Implications of H20 Sale Resumption to China

Technology denial hits a turning point

Authors

Arjun Kharpal of CNBC spoke to me about the geopolitical implications of the resumption of H20 sales to China. I am reproducing my answers to his questions below.

You can read Arjun’s article on this topic here

Q1: Jensen has argued that for the American tech stack to “win” it needs to be present in China. But even as the H20 might be allowed entry into China, isn’t the country moving into a future direction of travel that will largely try to replace American tech, including Nvidia hardware? I.e. is this going to buy China time?

It is going to buy China time. But it will also buy the US companies some respite. China is Nvidia’s largest market and is home to 50 per cent of AI developers according to Jensen Huang. If that path is completely closed, American firms like Nvidia will find it difficult to raise revenues and re-invest them in the next round of research and development. It might be justifiable to restrain access to the most advanced chips but to expand the scope of the restrictions doesn’t make strategic sense.

China cannot replace Nvidia easily. Intel didn’t win the processor wars because it built the best chips - Sun’s SPARC and DEC’s Alpha were technically just as good. Intel won because they created an ecosystem that was simply too valuable for developers and manufacturers to abandon. The switching costs became prohibitive. That’s the advantage Nvidia has with its CUDA ecosystem.

I think this move marks a turning point for technology denials.

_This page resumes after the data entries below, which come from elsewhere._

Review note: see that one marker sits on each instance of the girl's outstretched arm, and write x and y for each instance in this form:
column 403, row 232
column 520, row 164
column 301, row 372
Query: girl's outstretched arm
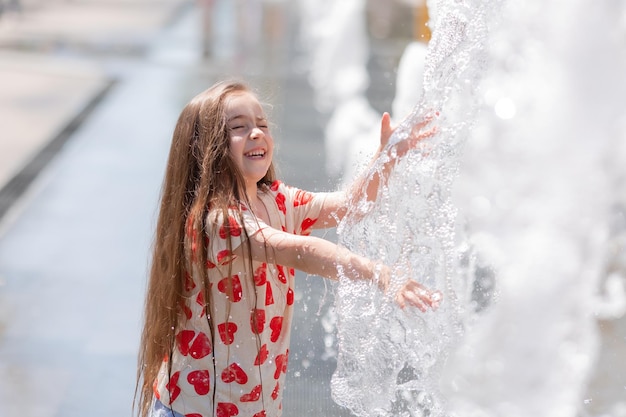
column 318, row 256
column 366, row 186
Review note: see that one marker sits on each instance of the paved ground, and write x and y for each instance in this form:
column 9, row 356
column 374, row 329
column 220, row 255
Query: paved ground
column 76, row 228
column 88, row 100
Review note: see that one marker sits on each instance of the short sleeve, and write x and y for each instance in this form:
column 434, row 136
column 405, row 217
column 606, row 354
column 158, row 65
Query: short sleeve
column 234, row 229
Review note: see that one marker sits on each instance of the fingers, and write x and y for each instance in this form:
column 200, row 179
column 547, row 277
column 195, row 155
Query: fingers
column 385, row 129
column 416, row 295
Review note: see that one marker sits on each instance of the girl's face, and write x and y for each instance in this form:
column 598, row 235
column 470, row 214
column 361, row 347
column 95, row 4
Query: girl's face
column 251, row 144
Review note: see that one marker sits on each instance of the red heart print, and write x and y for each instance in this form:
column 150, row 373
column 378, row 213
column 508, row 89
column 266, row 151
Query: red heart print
column 307, row 224
column 281, row 364
column 276, row 324
column 234, row 373
column 227, row 410
column 186, row 310
column 189, row 284
column 172, row 386
column 302, row 197
column 276, row 391
column 224, row 286
column 227, row 332
column 257, row 320
column 225, row 257
column 200, row 347
column 281, row 274
column 183, row 340
column 253, row 395
column 280, row 202
column 261, row 357
column 269, row 297
column 200, row 380
column 260, row 275
column 200, row 299
column 155, row 389
column 232, row 228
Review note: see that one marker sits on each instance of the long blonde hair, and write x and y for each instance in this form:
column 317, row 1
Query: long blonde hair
column 199, row 174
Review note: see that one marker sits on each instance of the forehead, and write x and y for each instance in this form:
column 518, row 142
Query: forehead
column 243, row 104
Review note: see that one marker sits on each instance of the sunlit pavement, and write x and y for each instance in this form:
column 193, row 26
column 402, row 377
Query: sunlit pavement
column 74, row 247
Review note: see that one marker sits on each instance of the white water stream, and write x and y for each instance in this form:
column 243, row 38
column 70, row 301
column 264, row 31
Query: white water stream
column 523, row 188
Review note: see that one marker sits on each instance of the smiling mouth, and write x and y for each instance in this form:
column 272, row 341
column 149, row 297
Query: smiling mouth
column 255, row 154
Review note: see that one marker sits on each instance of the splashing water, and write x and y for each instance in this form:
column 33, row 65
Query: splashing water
column 521, row 182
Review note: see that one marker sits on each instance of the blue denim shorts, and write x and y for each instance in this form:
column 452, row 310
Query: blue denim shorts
column 160, row 410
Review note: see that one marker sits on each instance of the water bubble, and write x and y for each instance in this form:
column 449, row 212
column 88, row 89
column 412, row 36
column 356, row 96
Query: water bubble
column 505, row 108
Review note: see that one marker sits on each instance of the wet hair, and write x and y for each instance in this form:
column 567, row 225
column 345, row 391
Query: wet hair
column 200, row 175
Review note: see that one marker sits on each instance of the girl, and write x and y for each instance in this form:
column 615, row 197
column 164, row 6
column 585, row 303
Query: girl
column 229, row 236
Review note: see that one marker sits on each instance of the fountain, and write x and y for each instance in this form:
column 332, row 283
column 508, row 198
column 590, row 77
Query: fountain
column 523, row 188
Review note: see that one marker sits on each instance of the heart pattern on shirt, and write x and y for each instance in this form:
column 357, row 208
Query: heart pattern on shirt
column 253, row 395
column 227, row 410
column 230, row 229
column 257, row 320
column 172, row 386
column 276, row 324
column 260, row 275
column 200, row 381
column 269, row 296
column 281, row 364
column 261, row 357
column 281, row 274
column 231, row 287
column 234, row 373
column 198, row 346
column 227, row 332
column 302, row 197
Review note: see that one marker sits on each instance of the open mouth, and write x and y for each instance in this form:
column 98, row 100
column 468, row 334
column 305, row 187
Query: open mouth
column 259, row 153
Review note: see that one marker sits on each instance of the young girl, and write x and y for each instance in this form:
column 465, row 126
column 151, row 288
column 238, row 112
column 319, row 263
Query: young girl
column 229, row 236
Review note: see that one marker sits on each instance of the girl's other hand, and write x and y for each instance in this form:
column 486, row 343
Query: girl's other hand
column 419, row 132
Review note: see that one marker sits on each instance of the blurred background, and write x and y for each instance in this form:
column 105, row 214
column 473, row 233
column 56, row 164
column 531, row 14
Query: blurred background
column 90, row 91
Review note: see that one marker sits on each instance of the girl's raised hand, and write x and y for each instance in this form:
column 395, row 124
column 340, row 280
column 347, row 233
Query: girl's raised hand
column 417, row 295
column 418, row 133
column 411, row 292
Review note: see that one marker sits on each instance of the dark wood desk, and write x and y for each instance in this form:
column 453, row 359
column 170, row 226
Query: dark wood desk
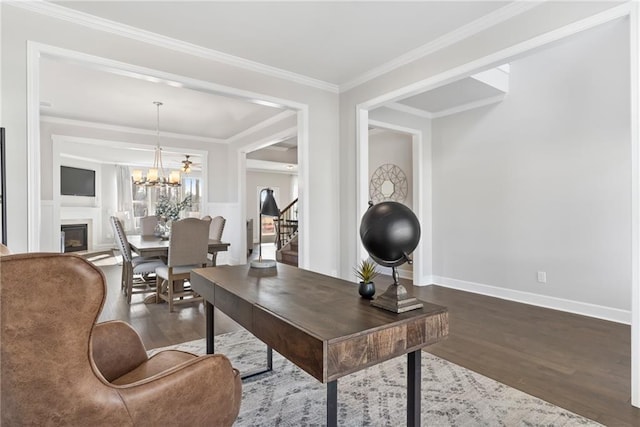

Here’s my take.

Q2: Is China going to struggle so much to catch up that they’ll still want/need Nvidia.

China will still need Nvidia for deployment outside of China because of CUDA’s centrality. Developers work on CUDA and are familiar with that ecosystem. Just like China hasn’t been able to replace Intel’s x86, replacing a globally popular ecosystem is not easy.

Q3: What does this mean for companies like Alibaba, Baidu and Tencent who are trying to race ahead with their models?

Chinese AI models are competitive despite all the GPU restrictions. They might not be the best on some parameters but are good enough for domestic use from a strategic perspective. The crucial element is which models and standards are used outside of China. That’s where US companies have an advantage.